Who invited Nawad Lapid and did the Israeli Embassy not have a say?
The International Film Festival of India (IFFI) is not counted among the most coveted in the world, but the 53rd edition in Goa this year was attracting serious international attention -- as was evident in the regular coverage of it by a publication of the stature of 'Variety' -- because of the association of France as a 'country of focus', the Season 4 premiere of the hit Israeli web series, 'Fauda', discussions such as the one between A.R. Rahman and Shekhar Kapur on AI and the metaverse, and a pretty significant presence of Bollywood.
SOURISH BHATTACHARYYA
New Delhi, Nov 29 (IANS) The International Film Festival of India (IFFI) is not counted among the most coveted in the world, but the 53rd edition in Goa this year was attracting serious international attention -- as was evident in the regular coverage of it by a publication of the stature of 'Variety' -- because of the association of France as a 'country of focus', the Season 4 premiere of the hit Israeli web series, 'Fauda', discussions such as the one between A.R. Rahman and Shekhar Kapur on AI and the metaverse, and a pretty significant presence of Bollywood.
But it all came crashing down on the closing evening, thanks to the couple of sentences spoken in the course of a speech by the jury chairman, Nadav Lapid, on 'The Kashmir Files', which was one of the 15 films in the competition section.
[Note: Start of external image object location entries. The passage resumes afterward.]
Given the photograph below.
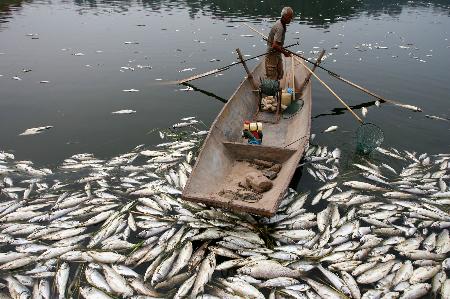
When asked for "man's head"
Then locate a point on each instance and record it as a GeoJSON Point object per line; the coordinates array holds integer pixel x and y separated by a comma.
{"type": "Point", "coordinates": [287, 14]}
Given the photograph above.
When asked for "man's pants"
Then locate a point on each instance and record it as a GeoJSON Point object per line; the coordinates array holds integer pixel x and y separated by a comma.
{"type": "Point", "coordinates": [274, 66]}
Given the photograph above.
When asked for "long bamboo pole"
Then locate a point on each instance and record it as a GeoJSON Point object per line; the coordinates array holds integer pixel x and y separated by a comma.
{"type": "Point", "coordinates": [324, 84]}
{"type": "Point", "coordinates": [337, 76]}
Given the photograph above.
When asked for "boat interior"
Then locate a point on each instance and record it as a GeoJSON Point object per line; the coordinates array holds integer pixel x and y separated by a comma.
{"type": "Point", "coordinates": [223, 161]}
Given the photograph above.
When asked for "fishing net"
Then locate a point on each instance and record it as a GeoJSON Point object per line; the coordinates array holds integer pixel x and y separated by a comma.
{"type": "Point", "coordinates": [368, 138]}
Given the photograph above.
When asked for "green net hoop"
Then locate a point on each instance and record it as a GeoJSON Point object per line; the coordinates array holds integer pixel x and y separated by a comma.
{"type": "Point", "coordinates": [368, 138]}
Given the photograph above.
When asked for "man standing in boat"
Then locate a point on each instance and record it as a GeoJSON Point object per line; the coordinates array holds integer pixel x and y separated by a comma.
{"type": "Point", "coordinates": [275, 42]}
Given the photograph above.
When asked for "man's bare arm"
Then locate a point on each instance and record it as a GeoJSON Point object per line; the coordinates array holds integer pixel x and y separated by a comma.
{"type": "Point", "coordinates": [277, 46]}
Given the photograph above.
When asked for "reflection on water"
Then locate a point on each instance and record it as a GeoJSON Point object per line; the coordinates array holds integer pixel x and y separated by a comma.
{"type": "Point", "coordinates": [102, 47]}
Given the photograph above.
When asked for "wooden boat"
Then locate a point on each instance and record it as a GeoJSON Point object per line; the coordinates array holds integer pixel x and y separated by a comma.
{"type": "Point", "coordinates": [221, 162]}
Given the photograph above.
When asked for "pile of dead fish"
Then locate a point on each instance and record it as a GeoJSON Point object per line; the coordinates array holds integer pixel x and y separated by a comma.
{"type": "Point", "coordinates": [116, 228]}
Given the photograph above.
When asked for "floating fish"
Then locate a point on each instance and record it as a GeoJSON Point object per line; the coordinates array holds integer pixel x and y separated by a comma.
{"type": "Point", "coordinates": [34, 131]}
{"type": "Point", "coordinates": [437, 117]}
{"type": "Point", "coordinates": [121, 229]}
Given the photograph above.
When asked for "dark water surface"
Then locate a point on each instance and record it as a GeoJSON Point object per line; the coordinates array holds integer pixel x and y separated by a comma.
{"type": "Point", "coordinates": [172, 36]}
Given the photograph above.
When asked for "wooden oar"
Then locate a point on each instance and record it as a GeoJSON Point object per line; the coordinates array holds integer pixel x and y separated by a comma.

The Golden Bear-winning director and screenwriter was holding forth on the artistic merit -- or lack of it -- of the film, but two words that he used, 'vulgar' and 'propaganda', triggered off a tsunami of reactions almost entirely against him.
That he was in Goa on an invitation of the Government of India -- a point made by the film's director, Vivek Agnihotri, in a video response -- and was speaking in front of the Union I&B Minister, Anurag Thakur, should have made Lapid choose his words carefully.
He should have been a tad more diplomatic, for he's no stranger to IFFI -- his 2014 film, 'The Kindergarten Teacher', won its lead star the Best Actor Award at IFFI -- and he must have known that the 'The Kashmir Files' had been blessed by the Government of India. But he's not known to keep his political views to himself.
Had Lapid been in India, and anyone who only reads the Wikipedia entry about him would know it, he would have been labelled a member of 'toolkit' or 'tukde tukde' gang for his consistent opposition to right-wing politics.
He would have been treated as the male equivalent of a Swara Bhaskar (who was the first to retweet Lapid's views about the film aired at IFFI) or a Richa Chadha (who stirred a hornet's nest with her comment on Galwan, getting a whole host of film personalities all worked up, from Akshay Kumar and Raveena Tandon to Madhur Bhandarkar and Adivi Sesh).
Then, how did the I&B Ministry, or the Festival Director, Ravinder Bhakar, who's also the head of both the Central Board for Film Certification (CBFC) and the National Film Development Corporation, or any of the bigwigs associated with organising the event, from Goa Chief Minister Pramod Sawant to seasoned film personalities such as Karan Johar, Khushboo Sundar, Prasoon Joshi, Priyadarshan and Shoojit Sircar, not anticipate the potential problem of inviting Lapid to head the jury?
Worse, the name must have gone through the Embassy of Israel, so it cannot escape the responsibility -- despite Ambassador Naor Gilon's open letter chastising Lapid -- of willy-nilly clearing the way for what has turned out to be a national embarrassment.
Politicians, from BJP's social media chief Amit Malviya to Assam Chief Minister Himanta Biswa Sarma, film personalities of the stature of Anupam Kher and even an aggrieved Vivek Agnihotri, director of 'The Kashmir Files', may keep fulminating against Lapid till the cows come home, but it won't help, for Kashmir is back in the international gaze for an avoidable reason.